Question

What is the speed of a ball thrown from 1.2m above the ground if it travels 13.7m horizontally before hitting the ground

Answer 1

Answer:

Explanation:

The trick is to find the time.

If the ball did not travel horizontally at all and was just dropped, how long would it take to hit the ground?

Givens

vi = 0

d = 1.2 m

a = 9.8 m/s^2

Formula

d = vi * t + 1/2 * a ^ t^2

Solution

1.2 = 0*t + 1/2 9.8 * t^2

1.2 = 4.9 t^2

t^2 = 1.2 / 4.9

t^2 = 0.245

sqrt(t^2) = sqrt(.245)

t = 0.4949 seconds

Answer

You are not very clear about which answer you want.
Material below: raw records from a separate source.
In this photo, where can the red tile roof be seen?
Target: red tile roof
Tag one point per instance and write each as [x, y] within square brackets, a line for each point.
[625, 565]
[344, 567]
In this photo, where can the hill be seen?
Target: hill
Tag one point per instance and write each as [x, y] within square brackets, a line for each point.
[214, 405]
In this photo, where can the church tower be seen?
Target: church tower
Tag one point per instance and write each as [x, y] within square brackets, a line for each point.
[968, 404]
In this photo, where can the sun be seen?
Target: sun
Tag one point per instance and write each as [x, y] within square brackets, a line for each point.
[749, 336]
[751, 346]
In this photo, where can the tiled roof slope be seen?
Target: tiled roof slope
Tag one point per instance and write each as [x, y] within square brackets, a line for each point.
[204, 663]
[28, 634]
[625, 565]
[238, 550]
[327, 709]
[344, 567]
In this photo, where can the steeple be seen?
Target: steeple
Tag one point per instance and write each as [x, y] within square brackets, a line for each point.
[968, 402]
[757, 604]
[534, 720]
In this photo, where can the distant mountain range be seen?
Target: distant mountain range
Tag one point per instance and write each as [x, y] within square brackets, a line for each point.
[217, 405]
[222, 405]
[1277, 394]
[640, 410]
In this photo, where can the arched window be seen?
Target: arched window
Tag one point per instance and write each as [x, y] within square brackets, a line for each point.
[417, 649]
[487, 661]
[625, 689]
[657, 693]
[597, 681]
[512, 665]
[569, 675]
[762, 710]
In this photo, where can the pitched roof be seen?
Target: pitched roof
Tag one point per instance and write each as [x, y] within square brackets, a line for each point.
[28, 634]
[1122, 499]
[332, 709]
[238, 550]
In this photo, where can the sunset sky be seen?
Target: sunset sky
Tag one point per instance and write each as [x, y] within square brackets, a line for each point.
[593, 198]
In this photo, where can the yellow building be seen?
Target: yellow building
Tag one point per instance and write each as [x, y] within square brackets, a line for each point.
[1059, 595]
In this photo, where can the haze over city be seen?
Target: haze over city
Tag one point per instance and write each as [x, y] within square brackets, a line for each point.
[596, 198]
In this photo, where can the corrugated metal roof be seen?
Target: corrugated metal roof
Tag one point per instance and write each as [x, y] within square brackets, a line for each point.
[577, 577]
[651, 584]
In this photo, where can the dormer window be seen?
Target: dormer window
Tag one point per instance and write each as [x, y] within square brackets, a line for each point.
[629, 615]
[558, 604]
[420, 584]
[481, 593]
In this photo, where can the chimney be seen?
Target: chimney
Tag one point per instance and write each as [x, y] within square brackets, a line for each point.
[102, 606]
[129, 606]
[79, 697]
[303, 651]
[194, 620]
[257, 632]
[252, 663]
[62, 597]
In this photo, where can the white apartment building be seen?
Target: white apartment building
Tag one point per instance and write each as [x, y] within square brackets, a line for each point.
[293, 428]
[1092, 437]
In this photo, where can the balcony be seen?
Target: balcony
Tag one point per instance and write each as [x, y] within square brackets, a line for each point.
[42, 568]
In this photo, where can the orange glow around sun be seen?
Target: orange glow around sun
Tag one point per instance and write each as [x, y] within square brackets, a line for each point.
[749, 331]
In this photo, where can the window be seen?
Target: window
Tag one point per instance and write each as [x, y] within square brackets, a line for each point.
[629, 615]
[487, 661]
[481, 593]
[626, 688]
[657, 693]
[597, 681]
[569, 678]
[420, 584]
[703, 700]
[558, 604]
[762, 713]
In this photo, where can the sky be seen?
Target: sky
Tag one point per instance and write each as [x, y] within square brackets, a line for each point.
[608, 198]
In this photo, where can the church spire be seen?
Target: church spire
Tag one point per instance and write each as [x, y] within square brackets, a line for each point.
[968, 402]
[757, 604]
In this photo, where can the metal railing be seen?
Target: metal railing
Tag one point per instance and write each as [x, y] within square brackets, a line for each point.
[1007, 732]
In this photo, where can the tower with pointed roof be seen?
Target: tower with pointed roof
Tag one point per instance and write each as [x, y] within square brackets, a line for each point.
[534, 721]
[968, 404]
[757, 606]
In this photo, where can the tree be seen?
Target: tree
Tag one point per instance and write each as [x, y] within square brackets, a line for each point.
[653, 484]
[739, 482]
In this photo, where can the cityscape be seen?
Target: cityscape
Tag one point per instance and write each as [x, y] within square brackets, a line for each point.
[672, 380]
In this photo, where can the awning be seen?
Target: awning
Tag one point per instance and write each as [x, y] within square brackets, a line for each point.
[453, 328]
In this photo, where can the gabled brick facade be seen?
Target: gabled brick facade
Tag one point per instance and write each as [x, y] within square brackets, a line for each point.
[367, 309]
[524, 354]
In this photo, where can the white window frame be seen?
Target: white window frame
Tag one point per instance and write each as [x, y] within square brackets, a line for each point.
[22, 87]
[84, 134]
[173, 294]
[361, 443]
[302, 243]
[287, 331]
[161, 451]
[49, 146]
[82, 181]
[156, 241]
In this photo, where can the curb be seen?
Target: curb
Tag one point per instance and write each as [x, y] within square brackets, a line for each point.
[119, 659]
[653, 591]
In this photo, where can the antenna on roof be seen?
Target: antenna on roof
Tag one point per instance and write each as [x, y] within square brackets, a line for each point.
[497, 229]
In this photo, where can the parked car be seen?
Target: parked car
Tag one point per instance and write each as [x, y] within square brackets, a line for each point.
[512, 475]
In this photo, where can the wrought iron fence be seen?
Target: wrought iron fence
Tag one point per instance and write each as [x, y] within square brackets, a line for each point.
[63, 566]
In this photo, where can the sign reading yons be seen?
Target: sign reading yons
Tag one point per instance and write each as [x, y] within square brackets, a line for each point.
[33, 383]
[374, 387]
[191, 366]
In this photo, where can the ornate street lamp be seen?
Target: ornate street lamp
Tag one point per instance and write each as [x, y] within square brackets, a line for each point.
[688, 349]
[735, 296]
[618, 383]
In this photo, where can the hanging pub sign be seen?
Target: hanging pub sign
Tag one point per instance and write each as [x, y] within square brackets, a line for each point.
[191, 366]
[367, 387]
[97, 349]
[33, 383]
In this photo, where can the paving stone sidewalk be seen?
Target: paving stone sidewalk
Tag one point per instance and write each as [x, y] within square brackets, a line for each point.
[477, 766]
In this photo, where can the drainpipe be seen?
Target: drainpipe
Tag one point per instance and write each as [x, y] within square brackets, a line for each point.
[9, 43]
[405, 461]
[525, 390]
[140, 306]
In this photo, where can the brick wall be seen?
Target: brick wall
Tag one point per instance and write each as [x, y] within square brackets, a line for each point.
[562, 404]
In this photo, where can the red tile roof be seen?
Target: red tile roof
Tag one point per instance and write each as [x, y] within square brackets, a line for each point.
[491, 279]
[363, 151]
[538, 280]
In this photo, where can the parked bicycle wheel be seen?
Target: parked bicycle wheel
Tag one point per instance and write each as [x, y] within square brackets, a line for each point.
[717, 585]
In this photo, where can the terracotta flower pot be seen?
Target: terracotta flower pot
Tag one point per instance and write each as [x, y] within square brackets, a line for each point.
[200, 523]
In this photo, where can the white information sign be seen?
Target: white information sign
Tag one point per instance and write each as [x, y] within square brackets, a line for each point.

There are two of them. One is going horizontally and the other is vertically.

Vertical

vf^2 = vi^2 + 2*a*d

vi = 0

a = 9.8

t = 0.4949

vf^2 =0^2 +  2 * 9.8 * 1.2

vf^2 = 23.52

sqrt(vf^2) = sqrt(23.52)

vf = 4.85 m/s

Horizontal

This is likely what you are looking for.

There is 0 acceleration horizontally.

d = 13.5 m

t = 0.4949

s = ?

s = d/t

s = 13.5/0.4949

s = 27.28

Note

You should note a couple of things.

1. The horizontal and vertical speeds are not the same.
2. The time is used for both the horizontal and vertical speeds.
3. The horizontal and vertical distances are quite different.
4. Horizontal accelerations for these type of questions is generally 0.